To date, a total of 12 cases of hemoglobinopathy caused by UPD have been reported (Supplementary Table 1). Seven cases, comprising six cases of thalassemia major and one case of abnormal hemoglobin, were due to UPD on chromosome 11 encompassing the β-globin gene. Five cases, comprising three cases of Hb Barts hydrops foetalis, one case of Hb H disease (our case) and one case of abnormal hemoglobin, were due to UPD on chromosome 16 encompassing the α-globin gene.[7-10] When comparing our data with previously published data, we inferred that our case is only one with iUPD at the distal p (short arm) and distal q (long arm) segment and hUPD at the pericentromeric region. In addition, among the 5 cases of UPD related to α-globin, 2 of them mentioned that possible mechanism leading to UPD is nondisjunction error at maternal meiosis I. Therefore, we further investigated the mechanism of UPD formation in our case.

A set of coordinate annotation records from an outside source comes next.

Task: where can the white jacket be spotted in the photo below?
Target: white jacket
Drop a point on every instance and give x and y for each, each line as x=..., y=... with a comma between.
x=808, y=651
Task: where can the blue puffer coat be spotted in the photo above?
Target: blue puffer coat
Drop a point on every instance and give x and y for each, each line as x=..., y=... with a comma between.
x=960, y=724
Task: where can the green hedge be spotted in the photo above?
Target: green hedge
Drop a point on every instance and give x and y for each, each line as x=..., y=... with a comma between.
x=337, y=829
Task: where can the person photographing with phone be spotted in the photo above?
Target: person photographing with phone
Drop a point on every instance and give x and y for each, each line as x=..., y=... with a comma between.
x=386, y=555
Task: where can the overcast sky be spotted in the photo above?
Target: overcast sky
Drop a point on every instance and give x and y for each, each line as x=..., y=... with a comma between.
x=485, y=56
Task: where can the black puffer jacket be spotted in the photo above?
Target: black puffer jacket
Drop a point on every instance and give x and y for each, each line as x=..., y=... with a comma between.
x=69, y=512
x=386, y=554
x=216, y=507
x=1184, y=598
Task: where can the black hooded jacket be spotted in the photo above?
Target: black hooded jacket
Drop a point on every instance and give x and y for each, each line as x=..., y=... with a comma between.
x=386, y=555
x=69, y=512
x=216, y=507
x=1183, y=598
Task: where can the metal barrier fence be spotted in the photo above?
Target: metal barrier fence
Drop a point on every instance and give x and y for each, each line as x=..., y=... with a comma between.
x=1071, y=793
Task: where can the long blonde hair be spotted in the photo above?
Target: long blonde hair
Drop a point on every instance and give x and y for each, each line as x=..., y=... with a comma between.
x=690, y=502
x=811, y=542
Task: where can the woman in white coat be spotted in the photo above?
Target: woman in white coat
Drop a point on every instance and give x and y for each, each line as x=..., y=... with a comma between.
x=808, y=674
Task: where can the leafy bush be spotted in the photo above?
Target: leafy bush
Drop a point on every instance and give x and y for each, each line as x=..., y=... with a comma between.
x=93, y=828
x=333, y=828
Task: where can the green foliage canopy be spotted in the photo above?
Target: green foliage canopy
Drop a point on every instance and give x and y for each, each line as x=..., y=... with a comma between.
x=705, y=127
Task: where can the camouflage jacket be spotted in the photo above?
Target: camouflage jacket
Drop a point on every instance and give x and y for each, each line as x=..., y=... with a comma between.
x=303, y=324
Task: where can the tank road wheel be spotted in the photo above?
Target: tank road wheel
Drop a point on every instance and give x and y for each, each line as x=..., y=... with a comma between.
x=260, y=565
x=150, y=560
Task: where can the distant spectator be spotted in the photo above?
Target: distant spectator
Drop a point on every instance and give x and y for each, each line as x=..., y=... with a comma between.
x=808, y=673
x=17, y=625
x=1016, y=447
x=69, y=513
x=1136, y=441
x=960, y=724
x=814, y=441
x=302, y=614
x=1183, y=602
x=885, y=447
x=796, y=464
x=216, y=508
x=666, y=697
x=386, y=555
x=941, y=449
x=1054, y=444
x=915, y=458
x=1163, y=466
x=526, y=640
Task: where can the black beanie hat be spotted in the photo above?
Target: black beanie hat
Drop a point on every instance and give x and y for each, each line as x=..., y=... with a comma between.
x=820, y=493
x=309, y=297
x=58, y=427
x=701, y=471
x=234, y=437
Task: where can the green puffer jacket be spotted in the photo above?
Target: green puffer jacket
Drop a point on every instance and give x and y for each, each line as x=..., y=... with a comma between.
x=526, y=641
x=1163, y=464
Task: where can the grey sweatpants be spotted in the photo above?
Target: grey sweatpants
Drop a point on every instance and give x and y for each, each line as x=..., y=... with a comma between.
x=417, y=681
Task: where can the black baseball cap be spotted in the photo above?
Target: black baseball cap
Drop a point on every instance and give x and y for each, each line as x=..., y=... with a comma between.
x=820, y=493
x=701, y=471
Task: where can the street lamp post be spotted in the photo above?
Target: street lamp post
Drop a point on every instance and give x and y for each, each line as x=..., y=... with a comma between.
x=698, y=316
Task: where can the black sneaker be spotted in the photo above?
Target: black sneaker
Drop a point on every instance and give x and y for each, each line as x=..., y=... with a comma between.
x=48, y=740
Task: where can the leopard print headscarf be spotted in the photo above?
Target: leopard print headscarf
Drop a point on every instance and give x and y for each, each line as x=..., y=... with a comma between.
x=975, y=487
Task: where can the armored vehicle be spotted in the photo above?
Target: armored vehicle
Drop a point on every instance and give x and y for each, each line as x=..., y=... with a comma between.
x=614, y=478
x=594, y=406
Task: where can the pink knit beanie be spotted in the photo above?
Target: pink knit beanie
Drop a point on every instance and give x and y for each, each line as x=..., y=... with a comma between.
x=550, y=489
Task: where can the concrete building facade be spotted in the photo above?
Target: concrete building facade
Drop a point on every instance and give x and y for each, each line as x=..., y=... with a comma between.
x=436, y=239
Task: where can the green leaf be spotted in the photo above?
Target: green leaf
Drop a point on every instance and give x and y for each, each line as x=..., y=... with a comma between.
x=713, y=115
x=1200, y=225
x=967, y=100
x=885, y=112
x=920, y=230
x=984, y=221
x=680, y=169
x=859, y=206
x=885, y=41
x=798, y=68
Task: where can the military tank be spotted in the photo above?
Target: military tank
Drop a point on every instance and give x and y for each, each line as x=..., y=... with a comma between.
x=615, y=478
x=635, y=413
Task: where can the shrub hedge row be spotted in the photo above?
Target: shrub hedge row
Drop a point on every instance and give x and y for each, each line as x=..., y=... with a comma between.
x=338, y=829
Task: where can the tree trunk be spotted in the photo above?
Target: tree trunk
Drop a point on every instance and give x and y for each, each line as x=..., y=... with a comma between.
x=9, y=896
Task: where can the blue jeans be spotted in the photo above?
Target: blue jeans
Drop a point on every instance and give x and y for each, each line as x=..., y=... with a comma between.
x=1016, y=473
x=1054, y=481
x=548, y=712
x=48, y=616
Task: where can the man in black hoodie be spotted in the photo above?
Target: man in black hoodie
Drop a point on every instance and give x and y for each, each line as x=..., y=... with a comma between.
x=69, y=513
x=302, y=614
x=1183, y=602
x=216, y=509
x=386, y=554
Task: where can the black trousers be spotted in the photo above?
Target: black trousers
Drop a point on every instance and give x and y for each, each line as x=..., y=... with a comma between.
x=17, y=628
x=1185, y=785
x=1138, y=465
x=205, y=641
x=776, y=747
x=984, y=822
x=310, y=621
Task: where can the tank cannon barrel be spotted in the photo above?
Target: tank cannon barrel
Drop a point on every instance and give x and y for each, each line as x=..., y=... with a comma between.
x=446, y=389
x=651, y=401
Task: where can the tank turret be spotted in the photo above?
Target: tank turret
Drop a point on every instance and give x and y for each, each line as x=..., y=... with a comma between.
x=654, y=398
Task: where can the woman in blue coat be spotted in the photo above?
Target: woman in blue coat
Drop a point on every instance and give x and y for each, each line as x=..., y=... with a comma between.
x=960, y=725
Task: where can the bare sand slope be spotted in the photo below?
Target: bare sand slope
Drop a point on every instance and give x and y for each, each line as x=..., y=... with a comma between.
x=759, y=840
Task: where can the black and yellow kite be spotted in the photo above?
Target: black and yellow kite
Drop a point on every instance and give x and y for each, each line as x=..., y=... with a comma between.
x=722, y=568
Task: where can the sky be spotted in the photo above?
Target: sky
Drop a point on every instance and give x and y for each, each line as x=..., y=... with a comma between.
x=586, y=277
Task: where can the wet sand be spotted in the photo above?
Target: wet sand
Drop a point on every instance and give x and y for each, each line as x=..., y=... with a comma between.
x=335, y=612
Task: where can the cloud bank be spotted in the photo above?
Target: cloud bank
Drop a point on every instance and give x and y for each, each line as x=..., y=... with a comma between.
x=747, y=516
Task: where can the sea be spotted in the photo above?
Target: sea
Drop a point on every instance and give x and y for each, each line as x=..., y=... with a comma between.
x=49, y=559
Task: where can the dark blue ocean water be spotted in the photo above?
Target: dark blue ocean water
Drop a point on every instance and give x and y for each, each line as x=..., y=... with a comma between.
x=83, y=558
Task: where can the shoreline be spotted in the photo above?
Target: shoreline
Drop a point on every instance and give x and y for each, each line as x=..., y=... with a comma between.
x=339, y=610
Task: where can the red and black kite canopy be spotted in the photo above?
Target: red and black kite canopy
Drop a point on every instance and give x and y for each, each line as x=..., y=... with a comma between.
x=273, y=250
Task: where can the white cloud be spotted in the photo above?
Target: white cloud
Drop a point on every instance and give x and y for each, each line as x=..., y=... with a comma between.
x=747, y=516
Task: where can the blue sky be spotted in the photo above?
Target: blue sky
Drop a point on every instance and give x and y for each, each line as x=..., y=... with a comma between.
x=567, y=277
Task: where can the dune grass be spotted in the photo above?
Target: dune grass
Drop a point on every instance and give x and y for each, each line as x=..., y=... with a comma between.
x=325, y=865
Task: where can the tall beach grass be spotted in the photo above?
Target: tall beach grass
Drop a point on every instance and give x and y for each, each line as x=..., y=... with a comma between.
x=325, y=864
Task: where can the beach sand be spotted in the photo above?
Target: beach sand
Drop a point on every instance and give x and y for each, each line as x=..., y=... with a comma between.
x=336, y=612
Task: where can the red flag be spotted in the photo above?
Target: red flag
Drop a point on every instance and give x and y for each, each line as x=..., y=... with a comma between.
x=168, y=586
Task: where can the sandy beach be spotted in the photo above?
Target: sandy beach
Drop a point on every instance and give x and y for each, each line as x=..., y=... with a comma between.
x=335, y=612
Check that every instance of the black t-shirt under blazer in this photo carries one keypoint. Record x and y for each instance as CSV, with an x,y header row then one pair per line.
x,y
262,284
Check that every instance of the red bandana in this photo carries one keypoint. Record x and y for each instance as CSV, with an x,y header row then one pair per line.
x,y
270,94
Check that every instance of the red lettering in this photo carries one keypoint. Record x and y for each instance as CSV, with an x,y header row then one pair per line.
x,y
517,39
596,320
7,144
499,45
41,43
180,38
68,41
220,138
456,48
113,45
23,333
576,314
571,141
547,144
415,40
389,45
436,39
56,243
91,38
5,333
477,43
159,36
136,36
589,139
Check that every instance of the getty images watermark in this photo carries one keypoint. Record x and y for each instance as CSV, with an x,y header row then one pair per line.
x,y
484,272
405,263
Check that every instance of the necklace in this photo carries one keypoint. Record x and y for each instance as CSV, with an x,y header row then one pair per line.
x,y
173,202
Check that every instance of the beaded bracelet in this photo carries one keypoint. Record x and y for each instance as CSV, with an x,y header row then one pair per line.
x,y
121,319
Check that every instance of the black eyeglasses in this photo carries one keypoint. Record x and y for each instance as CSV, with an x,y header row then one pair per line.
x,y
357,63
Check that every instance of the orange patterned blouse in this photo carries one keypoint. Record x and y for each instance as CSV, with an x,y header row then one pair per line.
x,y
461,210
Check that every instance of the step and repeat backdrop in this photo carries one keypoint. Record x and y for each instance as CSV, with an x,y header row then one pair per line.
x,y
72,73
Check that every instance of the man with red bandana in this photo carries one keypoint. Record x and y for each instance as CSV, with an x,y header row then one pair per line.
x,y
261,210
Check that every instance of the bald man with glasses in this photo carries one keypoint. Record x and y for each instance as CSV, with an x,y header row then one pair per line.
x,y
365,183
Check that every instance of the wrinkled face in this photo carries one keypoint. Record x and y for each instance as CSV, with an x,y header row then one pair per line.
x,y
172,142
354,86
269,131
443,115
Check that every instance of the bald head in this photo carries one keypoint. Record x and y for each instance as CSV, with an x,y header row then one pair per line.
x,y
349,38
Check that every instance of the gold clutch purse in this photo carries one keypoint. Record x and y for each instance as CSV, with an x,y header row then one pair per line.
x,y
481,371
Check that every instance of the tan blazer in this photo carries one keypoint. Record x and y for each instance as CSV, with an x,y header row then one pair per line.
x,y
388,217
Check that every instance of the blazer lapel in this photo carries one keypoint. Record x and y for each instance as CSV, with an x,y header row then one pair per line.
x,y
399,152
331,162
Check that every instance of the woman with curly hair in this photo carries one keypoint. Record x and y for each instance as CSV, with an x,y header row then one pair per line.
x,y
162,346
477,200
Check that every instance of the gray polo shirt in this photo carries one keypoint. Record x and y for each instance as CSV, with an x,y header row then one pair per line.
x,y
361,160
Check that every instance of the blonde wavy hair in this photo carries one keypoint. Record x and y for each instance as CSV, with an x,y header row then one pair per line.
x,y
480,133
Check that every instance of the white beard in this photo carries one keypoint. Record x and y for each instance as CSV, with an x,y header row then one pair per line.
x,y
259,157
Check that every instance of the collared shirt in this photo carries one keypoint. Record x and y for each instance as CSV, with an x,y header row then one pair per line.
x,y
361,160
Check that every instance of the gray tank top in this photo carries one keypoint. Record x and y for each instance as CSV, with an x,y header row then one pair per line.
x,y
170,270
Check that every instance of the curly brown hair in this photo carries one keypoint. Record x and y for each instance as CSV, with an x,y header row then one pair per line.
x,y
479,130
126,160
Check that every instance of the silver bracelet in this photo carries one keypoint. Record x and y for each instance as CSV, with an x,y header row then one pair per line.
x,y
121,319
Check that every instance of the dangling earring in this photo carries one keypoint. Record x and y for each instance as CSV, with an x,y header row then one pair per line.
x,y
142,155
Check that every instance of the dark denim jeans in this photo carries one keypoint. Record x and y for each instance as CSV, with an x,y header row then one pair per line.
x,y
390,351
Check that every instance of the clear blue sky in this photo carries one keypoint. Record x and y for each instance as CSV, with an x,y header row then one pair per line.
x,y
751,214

Mechanisms that result in UPD include trisomy rescue, gamete complementation, monosomy rescue and somatic recombination.[11] Monosomy rescue leads to complete isodisomy, and gamete complementation produces complete heterodisomy. Considering that our case has partial heterodisomy and partial isodisomy, the above two mechanisms can be ruled out. Somatic recombination always results in mosaicism. Analysis of DNA from our patient’s hair follicle and oral mucosal cell DNA was consistent with the testing of her blood cells, which excludes the existence of mosaicism in somatic cells and indicates that trisomy rescue is the only possible mechanism.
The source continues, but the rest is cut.